A US military intelligence report from last year that focused on China's use of high-altitude balloons mentioned sightings in Hawaii and Florida during the Trump presidency, according to an excerpt of the report reviewed by CNN.
www.cnn.com
If that '
domain awareness gap' is another, polite way, of saying 'Canada', then the rules of the game maybe changing on us and the US may very well lean on us heavily - as I think they should.
So what closes that gap? Is it simply a matter of putting in sensors that are largely operated remotely? Given NORAD’s integration, is there a true hole in the fighter coverage between Elmendorf and Cold Lake that would be fixed by a permanent sick pack of F-35s somewhere in Yukon or NWT?

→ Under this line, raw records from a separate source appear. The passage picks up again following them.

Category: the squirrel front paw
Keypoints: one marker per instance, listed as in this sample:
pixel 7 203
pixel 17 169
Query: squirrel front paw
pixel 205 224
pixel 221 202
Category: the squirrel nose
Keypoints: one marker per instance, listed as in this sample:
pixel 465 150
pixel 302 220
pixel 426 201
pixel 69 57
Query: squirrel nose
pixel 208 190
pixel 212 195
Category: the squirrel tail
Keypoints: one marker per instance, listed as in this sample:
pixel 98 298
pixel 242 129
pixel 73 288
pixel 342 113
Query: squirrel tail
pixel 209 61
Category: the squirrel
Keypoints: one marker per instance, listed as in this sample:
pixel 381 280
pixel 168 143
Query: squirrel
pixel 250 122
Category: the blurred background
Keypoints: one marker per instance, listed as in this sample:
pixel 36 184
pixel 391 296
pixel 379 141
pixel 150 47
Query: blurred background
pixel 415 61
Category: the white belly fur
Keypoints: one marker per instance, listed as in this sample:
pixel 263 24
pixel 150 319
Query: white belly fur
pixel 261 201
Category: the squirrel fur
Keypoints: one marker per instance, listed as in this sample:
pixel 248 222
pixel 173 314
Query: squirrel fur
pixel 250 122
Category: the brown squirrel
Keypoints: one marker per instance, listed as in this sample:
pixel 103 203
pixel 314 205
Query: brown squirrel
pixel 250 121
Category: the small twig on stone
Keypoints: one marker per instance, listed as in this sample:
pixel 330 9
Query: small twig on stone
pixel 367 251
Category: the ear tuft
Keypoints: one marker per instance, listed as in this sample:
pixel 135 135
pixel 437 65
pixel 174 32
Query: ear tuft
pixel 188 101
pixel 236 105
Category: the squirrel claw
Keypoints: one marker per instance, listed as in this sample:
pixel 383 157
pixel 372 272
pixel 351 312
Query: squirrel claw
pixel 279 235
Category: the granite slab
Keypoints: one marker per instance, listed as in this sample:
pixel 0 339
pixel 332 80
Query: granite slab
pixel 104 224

There were some… fanciful comments earlier about a hypothetical swarm of Russian missiles coming in to hit vague ‘infrastructure’ targets in the Canadian prairies. I’m not sure what conceptual and realistic adversary war plan this fits into, but I’m pretty confident that if Ivan was leaning towards a strike on North America and a war on NATO, there would likely be enough of an intelligence heads up that we’d see forces postured further north, both ours and American. If the Russians want to sail a boomer into James Bay, I think that’s more of a Bagotville problem than an Inuvik one… But I’m not a mapologist.
It’s fine to say that CAF members signed up to go anywhere. Yup, got it. CAF isn’t the only federal or provincial agency that needs people in more remote places, and frankly other than ALERT, CAF isn’t actually much of a player in that game… Yellowknife and Cold Lake are relatively ‘remote’ if you’ve never worked far from a southern CFB, but you’re still talking places that have at least some opportunity for families and spouses. Very different if you start talking seriously about permanently dropping a unit somewhere like Inuvik or what have you. Other government organizations that have to staff such places (OPP and RCMP come to mind, plus some health agencies) usually do so on a relatively short duration basis, and with people whose skill sets - cops, nurses etc - can pick up, move, and hit the ground running easily, so rotating them is easy. Not sure CAF could duplicate that model with all the techs needed to keep fighters in the air.
@Quirky and maybe a few others could speculate from an informed standpoint on CAF’s ability to attract and (more likely problem) retain techs if permanent basing even farther afield than Cold Lake or Bagotville were part of the deal. I think CAF would struggle with that.
Drilling down, what actual, concrete military need exists, and what are realistic events and realistic response times? What do you need to see, what do we need to kill, and where and when do we need to kill it? I suspect most of the answers to that would support beefed up forward staging options, but
not punching some of our fighter community up further north on a permanent basis.